Angélica e a Espada de São Miguel

1. Foi quando a noite despencava

dos Céus

Carlos Magno já não reinava sobre

a França

Nem a França estava mais protegida

pelos Doze Pares

Mas o Cavaleiro Rolando ainda caçava

três javalis no Mato Alto

E os levava mortos no lombo do cavalo

Angélica veio à procura do Graal:

“De onde vens tu, menina”?

“De onde vêm os operários, dum Vale no Brasil.

Nem sou cristã, mas busco o Graal”.

“O que és o Graal para ti”?

“Não sei, por isso o procuro”.

“Então estás procurando uma coisa que nem sabes o que é”?

“É”.

2. Se o Graal que Angélica procurava

Fosse os dos olhos carnais

Não havia de passar

De uma taça lavada pelo sangue de Cristo

O cálice da Última Ceia

Por vezes objeto dourado

Em outras, transparente vidro

Ou mesmo latão

Isso só dependia do dedo indicador

De algum padre ou louco ou bispo ou conde

Que apontava: “É esta a taça” e afirmava

em tom solene: “Eis o Graal”!

Explicou assim o Cavaleiro Rolando

O fogo crepitava

A fogueira aquecia

Embora frio não fizesse

Naquela época do ano.

3. Se o Graal que Angélica procurava

Fosse o dos olhos espirituais

Continuou explicando o Cavaleiro

A busca deveria começar em outro lugar

Rolando desembainhou

A Espada de São Miguel: Durandal

Ela reluziu tão forte que

a noite se fez dia

a fogueira esfriou

Embora fizesse calor

Entre os dois.

4. “Mais de mil mouros matei

Na Andaluzia”.

E Durandal podava os galhos do cipreste

Ao lado de Angélica

Com os golpes de Rolando

“A mais de mil mortes sobrevivi

Em Marselha

Aos 16 anos

Já sabia o que era carregar

A França

Digo

O mundo

Nos ombros”.

Com o Sol da lâmina de Durandal

Nos olhos

Angélica mal pode observar

O cabelo desgrenhado do Cavaleiro Rolando

Mas contemplou as formigas que carregavam em

fila indiana

O seu mundo

A sua França ,

de folhas caídas,

Indiferentes a Rolando

Mas não talvez quanto ao Graal.

5. “Jurei sob a Cruz

E desde então tenho rezado

- Com o cantar do galo;

antes e depois de cada refeição;

ao anoitecer e ao dormir. –

Engajei-me nas 7 Missas Solenes

Da Catedral de Reims

E uma vez por ano tenho até lá

Peregrinado

Jurei no altar do Santo Sepulcro

Em Jerusalém, onde os caminhos se cruzam

Beijei a mão da Rainha

Da princesa, não!

Ela já estava comprometida!

Desfraldei a bandeira

Ergui o estandarte

Ambos sujos de sangue

Do Império carolíngio

Em nome da Ordem da Cavalaria

Benzi 33 escudeiros

E quando a camponesa

Estava prestes a sujar seus pés no lodo

Joguei minha capa ao chão para que passasse

Em meio à chuva, ao vento e ao frio

Muitos palavrões dela ouvi

No campo de batalha

Zelei por Carlos Magno, meu tio”.

Rolando cortou a estrela mais próxima

entregando a pontinha a Angélica

Ela sorriu.

6. Colocou as mãozinhas

Sobre as mãozonas

Do Cavaleiro Rolando

Um sentindo o hálito do outro

A menina dos cabelos ruivos falou então

“Sim.

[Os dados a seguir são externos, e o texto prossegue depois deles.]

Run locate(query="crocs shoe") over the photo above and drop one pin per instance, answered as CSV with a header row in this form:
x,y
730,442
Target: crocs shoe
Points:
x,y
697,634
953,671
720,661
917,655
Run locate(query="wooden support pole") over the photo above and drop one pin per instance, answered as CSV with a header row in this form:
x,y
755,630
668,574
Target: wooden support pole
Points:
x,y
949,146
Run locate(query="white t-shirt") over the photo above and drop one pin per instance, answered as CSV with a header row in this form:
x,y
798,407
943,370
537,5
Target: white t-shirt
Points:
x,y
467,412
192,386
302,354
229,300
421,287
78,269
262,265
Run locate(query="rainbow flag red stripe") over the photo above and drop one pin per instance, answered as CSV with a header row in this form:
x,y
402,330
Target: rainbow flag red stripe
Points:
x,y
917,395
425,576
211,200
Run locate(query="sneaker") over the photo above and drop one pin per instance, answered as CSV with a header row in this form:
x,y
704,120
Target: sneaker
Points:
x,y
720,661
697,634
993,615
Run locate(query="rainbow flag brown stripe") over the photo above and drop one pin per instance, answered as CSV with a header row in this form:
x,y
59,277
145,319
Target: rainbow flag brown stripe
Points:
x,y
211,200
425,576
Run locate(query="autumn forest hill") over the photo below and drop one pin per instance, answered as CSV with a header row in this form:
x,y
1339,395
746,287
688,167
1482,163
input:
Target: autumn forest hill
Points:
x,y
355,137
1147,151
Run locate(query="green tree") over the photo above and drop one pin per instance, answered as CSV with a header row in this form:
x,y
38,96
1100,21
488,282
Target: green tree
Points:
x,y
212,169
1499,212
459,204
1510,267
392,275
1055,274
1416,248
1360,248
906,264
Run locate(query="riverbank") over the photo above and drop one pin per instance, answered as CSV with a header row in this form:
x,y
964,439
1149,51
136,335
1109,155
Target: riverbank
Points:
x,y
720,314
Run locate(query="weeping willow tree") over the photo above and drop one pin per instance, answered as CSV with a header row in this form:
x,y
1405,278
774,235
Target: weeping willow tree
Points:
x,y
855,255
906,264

Eu sei de tudo isso

Foi quando o Rei lhe entregou

O poderio de Durandal

A lâmina forjada pelo Arcanjo

A lâmina das Cruzadas

Que picotou o Corão no Oriente

Na Espanha rasgou mesquitas inteiras

E prostrou mil virgens aos teus pés

Calejados

Ou melhor, mil e duas

Pois houve Houria e Nassíria que

O historiador esqueceu de anotar”.

Rolando trazia os olhos cansados

A barba áspera

Fiapos de branco

Uma cicatriz enorme na testa

Que Angélica inclusive

Ainda não havia reparado.

“Este é o teu Graal, Rolando.

Este é o teu Graal, Cavaleiro”.

Angélica tocou com a ponta dos dedos, pela primeira e última

vez,

Na lâmina de Durandal

Não estava nem quente nem fria.

7. É possível fugir das respostas fáceis?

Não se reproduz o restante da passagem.